A week or so ago Jack&I went comic book shopping in town. The bus we needed to return wouldn't get there for another 15 minutes so we decided to go play some street fightervsCapcom at the arcade. I destroyed Jack with my E.Honda/Ryu/Chun-Li combination+i was totally in the zone, throwing fire balls frither&fucking yon. Then this guy with a pierced ear who had been watching us play was all "you wanna challenge bro?"."sure thing" I said. I had never been challenged to street fighter before by a stranger at the arcade. This particular machine had always been kind to me, I could always beat jack because he can't do a hadouken and one time i went to play and this guy i really hate was leaving and he told me that he had just been playing street fighter and some bullshit about how it was his favourite game (idiot, it's not even the right one. Super street fighter 2 turbo is the one you want. This one has like 10000000 characters, no way is it balanced). He left and when i got to the machine i found twenty bucks which i knew was his&I didn't return it because he is a dick&I was running out of money. At this point i thought i was ok at street fighter and might have a chance against this old, ear piercing having fag.

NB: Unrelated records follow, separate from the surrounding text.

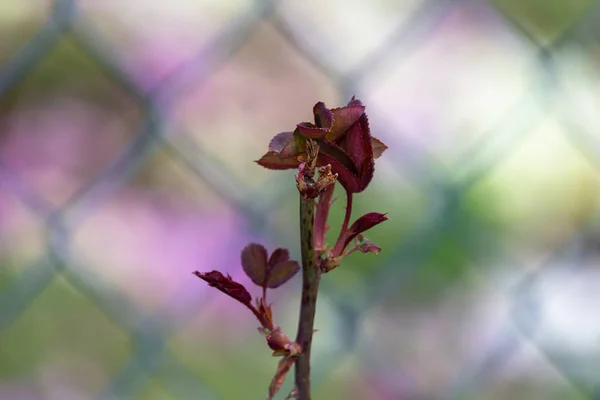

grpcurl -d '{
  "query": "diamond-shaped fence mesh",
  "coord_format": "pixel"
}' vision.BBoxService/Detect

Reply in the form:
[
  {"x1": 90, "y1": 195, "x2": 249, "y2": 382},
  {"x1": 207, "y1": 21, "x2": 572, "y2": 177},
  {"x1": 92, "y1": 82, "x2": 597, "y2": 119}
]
[{"x1": 0, "y1": 0, "x2": 600, "y2": 400}]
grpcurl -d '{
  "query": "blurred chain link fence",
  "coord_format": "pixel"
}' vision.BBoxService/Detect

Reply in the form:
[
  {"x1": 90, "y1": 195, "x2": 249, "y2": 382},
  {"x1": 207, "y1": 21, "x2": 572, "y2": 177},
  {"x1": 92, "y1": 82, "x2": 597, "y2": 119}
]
[{"x1": 0, "y1": 0, "x2": 600, "y2": 399}]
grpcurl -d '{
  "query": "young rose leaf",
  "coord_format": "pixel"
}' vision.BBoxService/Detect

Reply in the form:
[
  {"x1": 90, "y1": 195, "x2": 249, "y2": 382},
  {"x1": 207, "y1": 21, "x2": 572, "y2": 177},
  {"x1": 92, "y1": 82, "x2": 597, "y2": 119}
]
[
  {"x1": 265, "y1": 260, "x2": 300, "y2": 289},
  {"x1": 242, "y1": 243, "x2": 268, "y2": 286},
  {"x1": 371, "y1": 137, "x2": 387, "y2": 158},
  {"x1": 255, "y1": 151, "x2": 300, "y2": 170},
  {"x1": 342, "y1": 213, "x2": 388, "y2": 250},
  {"x1": 194, "y1": 271, "x2": 252, "y2": 306},
  {"x1": 269, "y1": 132, "x2": 296, "y2": 154}
]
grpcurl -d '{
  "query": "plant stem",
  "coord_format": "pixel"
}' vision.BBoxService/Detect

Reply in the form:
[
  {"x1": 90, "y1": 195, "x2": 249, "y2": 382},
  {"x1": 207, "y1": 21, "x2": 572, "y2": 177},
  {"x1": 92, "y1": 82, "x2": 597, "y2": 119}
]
[
  {"x1": 340, "y1": 192, "x2": 352, "y2": 233},
  {"x1": 333, "y1": 192, "x2": 352, "y2": 256},
  {"x1": 296, "y1": 195, "x2": 321, "y2": 400}
]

"you're probably better than me, you've got one them special cards" he said pointing at my plastic timezone card and casually swiping his shitty assed cardboard one.

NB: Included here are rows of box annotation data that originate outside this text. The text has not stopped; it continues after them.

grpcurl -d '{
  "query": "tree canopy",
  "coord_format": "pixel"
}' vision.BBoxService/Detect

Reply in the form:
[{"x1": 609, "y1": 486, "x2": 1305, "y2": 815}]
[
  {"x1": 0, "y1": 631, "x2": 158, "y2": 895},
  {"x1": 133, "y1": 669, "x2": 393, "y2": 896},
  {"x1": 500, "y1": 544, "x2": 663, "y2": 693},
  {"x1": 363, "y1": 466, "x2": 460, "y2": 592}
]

I knew i was fucked as soon as he started warming up. He flicked all the buttons perfectly with one freaky hand gesture and began selecting his characters, Ken/Ryu/Akuma. This motherfucker had been watching me play. He knew he could kick my ass and he did. It was brutal. He beat two of my characters with me barely touching his first.
"i've been playing this since before you born" he said like a fucking fuck, chewing gum like some over confident obese kid who listens to Limp bizkit 10 years ago and makes his own hair gel out vaseline &vicks because his parents won't buy him for the real stuff.

He beat me and i left feeling grateful that the internet was invented so that i could shout my insults through a microphone instead of having to walk away defeated like a father who lost custody of his kids turning round to take one last look at his old family and the psycho bitch who took his house, half his life savings and children.

As i was getting on the bus i realised i didn't have my comic books.
FFFFFFFFFFFFFFFFFFFFFUUUUUUUUUUUUUUUUUUUUUUUUUUUUUUUUUUUUUU i ran back to the machine and asked if he had seen a brown paper bag on the machine to which he replied "has that gotcha' weed in it bruh?"
I just walked the fuck out of there.